For investors and R&D teams assessing risk around JP2016520339, the highest-yield mapping is:

• Japan counterparts in the same family
  Look for additional Japanese publications or granted patents with the same priority and overlapping formulation claims.
• Assignee’s follow-on patents on the same API
  Focus on:
  • polymorph/amorphous form claims
  • excipient system claims
  • process claims that recreate the same physical-state outcome
• Third-party patents claiming alternative solid states
  Identify whether a competitor holds blocking rights via a different solid-state route.

Key Takeaways

• JP2016520339 is a formulation-focused Japan patent with claim scope structured around drug substance identity plus defined formulation/solid-state parameters, and likely includes composition, solid-dosage/product-by-state, and potentially process claims.
• The main infringement trigger is physical-state and formulation-limiting language (polymorph/crystallinity/amorphous content, particle size/solid-state properties, and defined excipient sets/ranges).
• Freedom-to-operate in Japan should prioritize same-family Japanese counterparts and assignee follow-on solid-state improvements, because those typically create overlapping protection in the same solid-state space.
• Design-around strategies hinge on measurable properties: if claims require specific solid-state form or size distributions, characterization evidence determines risk.

FAQs

1) Is JP2016520339 likely to cover only the final dosage form or also the manufacturing process?

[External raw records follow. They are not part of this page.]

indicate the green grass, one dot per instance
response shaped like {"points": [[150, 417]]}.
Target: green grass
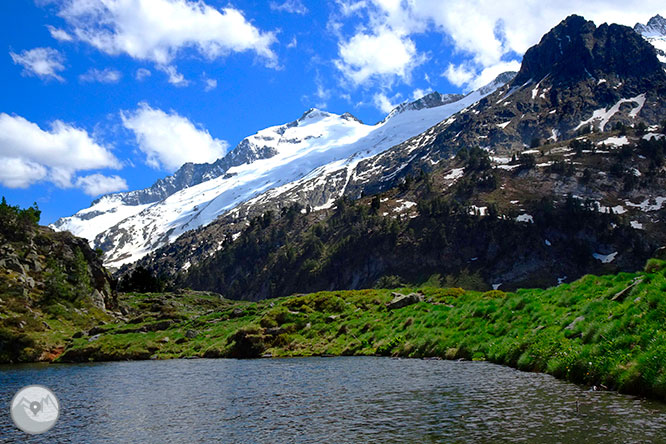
{"points": [[590, 331]]}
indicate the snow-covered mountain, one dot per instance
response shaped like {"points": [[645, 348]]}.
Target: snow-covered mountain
{"points": [[655, 33], [318, 149]]}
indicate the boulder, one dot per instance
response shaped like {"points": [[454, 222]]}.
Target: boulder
{"points": [[400, 300], [574, 323], [660, 254], [237, 313], [98, 300]]}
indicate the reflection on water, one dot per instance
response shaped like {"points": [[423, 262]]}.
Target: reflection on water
{"points": [[325, 400]]}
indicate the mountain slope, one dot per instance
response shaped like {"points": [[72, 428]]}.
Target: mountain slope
{"points": [[578, 80], [655, 33], [51, 285], [129, 225]]}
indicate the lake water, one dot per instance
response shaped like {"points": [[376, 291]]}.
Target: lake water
{"points": [[324, 400]]}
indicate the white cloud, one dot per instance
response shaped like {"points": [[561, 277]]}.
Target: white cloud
{"points": [[211, 84], [458, 75], [490, 35], [96, 184], [170, 140], [106, 75], [383, 103], [157, 30], [175, 78], [489, 74], [44, 63], [383, 55], [60, 34], [418, 93], [142, 73], [30, 154], [290, 6]]}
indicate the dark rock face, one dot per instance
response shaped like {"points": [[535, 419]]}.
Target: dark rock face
{"points": [[401, 300], [576, 49], [656, 26], [577, 71]]}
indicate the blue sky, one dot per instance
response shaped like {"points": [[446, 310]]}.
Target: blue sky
{"points": [[110, 95]]}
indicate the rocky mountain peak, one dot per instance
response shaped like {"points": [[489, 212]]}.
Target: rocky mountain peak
{"points": [[351, 117], [656, 27], [313, 113], [576, 49]]}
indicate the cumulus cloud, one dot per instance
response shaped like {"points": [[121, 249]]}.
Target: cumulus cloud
{"points": [[418, 93], [106, 75], [170, 140], [30, 154], [60, 34], [175, 78], [44, 63], [96, 184], [384, 54], [290, 6], [142, 73], [489, 35], [211, 84], [458, 75], [157, 30], [383, 103]]}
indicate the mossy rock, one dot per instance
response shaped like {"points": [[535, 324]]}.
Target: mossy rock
{"points": [[655, 265]]}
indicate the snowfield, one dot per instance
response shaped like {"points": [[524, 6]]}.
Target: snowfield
{"points": [[307, 152]]}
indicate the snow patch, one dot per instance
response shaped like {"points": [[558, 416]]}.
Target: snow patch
{"points": [[647, 204], [605, 258], [615, 141], [602, 116], [455, 174], [526, 218]]}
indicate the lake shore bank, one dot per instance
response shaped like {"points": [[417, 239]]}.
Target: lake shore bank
{"points": [[604, 331]]}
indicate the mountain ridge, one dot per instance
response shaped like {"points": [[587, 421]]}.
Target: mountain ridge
{"points": [[550, 113], [108, 222]]}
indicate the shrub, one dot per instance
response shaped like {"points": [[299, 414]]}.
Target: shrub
{"points": [[655, 265], [391, 281]]}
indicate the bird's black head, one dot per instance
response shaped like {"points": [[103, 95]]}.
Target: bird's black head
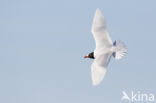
{"points": [[90, 55]]}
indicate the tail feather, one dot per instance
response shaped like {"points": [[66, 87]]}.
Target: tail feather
{"points": [[120, 49]]}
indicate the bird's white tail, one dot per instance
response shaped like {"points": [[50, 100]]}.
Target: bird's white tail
{"points": [[120, 49]]}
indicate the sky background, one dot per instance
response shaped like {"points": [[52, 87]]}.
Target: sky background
{"points": [[42, 44]]}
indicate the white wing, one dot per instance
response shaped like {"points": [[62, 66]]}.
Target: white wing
{"points": [[98, 68], [100, 33], [103, 48]]}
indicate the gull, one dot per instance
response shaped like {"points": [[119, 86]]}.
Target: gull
{"points": [[104, 49]]}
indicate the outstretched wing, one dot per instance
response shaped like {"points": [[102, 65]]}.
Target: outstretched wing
{"points": [[98, 68], [99, 31]]}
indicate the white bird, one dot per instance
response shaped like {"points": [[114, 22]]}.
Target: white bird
{"points": [[105, 48]]}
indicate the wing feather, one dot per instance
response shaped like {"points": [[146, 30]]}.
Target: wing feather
{"points": [[99, 31]]}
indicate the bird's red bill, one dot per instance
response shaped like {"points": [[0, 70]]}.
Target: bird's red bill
{"points": [[85, 56]]}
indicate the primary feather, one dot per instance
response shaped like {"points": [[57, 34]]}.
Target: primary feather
{"points": [[104, 48]]}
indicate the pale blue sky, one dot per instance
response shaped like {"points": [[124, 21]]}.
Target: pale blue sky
{"points": [[42, 44]]}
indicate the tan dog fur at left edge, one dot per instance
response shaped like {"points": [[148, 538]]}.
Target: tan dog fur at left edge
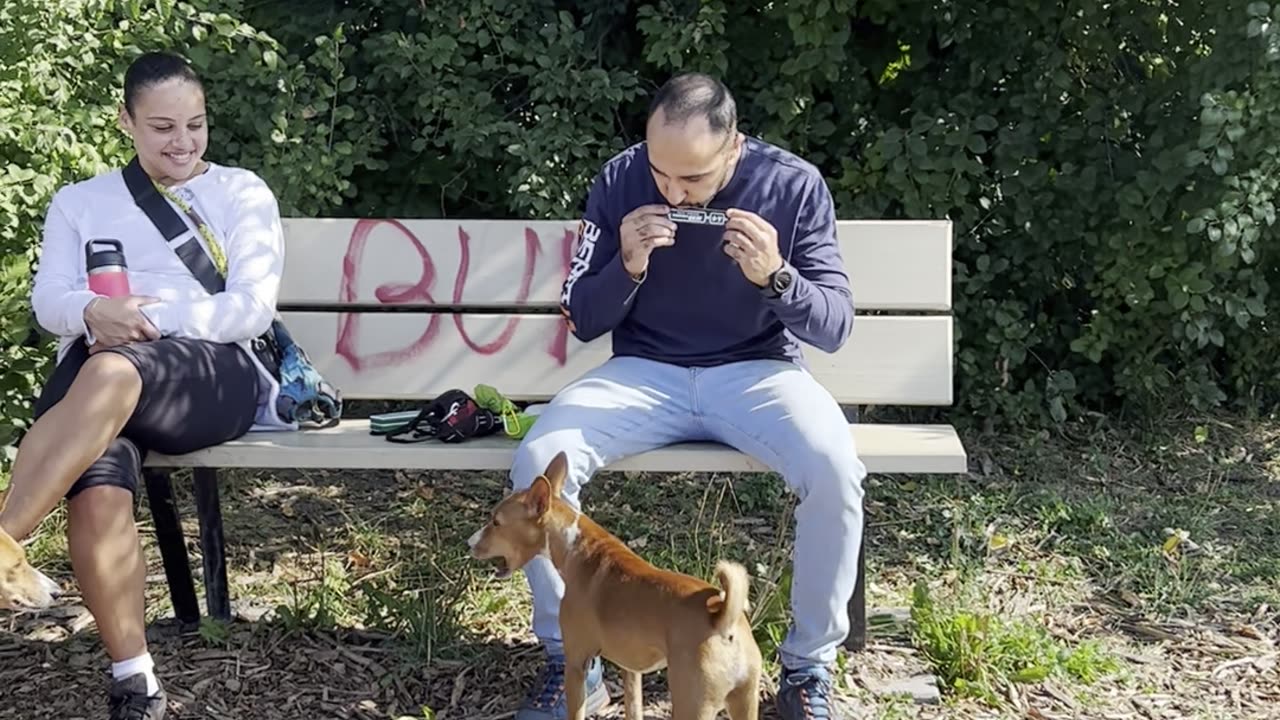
{"points": [[22, 587], [635, 615]]}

The claim architecture for this patent class usually includes both product and process coverage. If method-of-manufacture claims are present, process conditions and resulting solid-state attributes can drive infringement.

2) What design-around approach works best for solid-state formulation patents in Japan?

Changing the measurable solid-state parameters (e.g., polymorph/amorphous content) and moving outside claimed particle size or excipient ratio ranges are typically the most effective design-around levers.

3) Can a generic avoid infringement by matching dissolution while changing the physical state?

If independent claims require specific solid-state properties, matching dissolution alone may not avoid infringement. Solid-state characterization aligned to claim-limiting features is decisive.

4) How should teams prioritize a Japan patent landscape search for this kind of family?

First map the same-family Japanese filings, then map assignee follow-on solid-state/excipient/process patents on the same API, then check third-party solid-state form patents.

5) Does patent term in Japan depend on priority date or filing date?

Japan patent duration is typically tied to earliest priority date (20 years), with possible adjustments depending on eligibility. Family member timing affects remaining term in Japan.

References (APA)

[1] Japan Patent Office. (n.d.). JP2016520339. (Patent publication record).